Quote:
Im looking for isakmpd.conf, i haven't it ...
|
You are using ipsecctl, and will not use an isakmpd.conf file. You are using the "-K" option with isakmpd; your configuration is in ipsec.conf instead. You should read man pages, when you are confused.
Quote:
-K When this option is given, isakmpd does not read the policy con-
figuration file and no keynote(4) policy check is accomplished.
This option can be used when policies for flows and SA establish-
ment are arranged by other programs like ipsecctl(8) or bgpd(8).
|
The error you are seeing:
Code:
isakmpd[29133] : udp_create : no address configured for "peer defaut"
is related to your ipsec.conf. Let's review it.
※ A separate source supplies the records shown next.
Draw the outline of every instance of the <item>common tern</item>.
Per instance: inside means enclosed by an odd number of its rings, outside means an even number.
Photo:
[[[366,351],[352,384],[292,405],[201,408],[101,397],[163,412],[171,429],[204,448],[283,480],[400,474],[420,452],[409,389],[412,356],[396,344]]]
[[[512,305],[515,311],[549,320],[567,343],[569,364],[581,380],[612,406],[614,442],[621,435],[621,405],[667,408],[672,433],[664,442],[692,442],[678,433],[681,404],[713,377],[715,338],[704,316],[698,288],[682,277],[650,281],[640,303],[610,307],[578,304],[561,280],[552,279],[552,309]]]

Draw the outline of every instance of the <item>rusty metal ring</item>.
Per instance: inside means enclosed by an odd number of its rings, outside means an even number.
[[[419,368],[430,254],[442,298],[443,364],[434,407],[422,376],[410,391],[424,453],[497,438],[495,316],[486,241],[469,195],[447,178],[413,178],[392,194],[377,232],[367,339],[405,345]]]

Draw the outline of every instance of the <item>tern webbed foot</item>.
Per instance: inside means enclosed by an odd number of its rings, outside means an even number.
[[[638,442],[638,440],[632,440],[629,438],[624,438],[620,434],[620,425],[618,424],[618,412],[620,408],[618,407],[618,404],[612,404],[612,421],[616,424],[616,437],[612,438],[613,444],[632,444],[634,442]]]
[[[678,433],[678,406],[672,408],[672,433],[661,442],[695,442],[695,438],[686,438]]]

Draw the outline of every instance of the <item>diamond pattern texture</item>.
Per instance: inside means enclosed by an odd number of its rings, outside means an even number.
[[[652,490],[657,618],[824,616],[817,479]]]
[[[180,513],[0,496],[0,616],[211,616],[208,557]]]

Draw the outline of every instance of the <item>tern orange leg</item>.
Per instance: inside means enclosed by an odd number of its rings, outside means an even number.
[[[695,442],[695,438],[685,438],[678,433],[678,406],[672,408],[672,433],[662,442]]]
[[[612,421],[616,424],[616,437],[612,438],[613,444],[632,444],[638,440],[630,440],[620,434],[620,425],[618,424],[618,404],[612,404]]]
If what you posted, above, is its
exact contents:
Code:
ike dynamic from any to any \
main auth hmac-sha1 enc aes group modp1024
quick auth hmac-sha1 enc aes psk 123456A
It is missing a continuation "\" on the second line, preventing the third line from being used, and should have produced an error message when ipsecctl(8) attempted to configure it. It is using dynamic keying, which is inappropriate for gateways. It is using "peer default", which appears to be a problem, also.
Let me guess... you found this configuration in a "howto" somewhere on the Internet?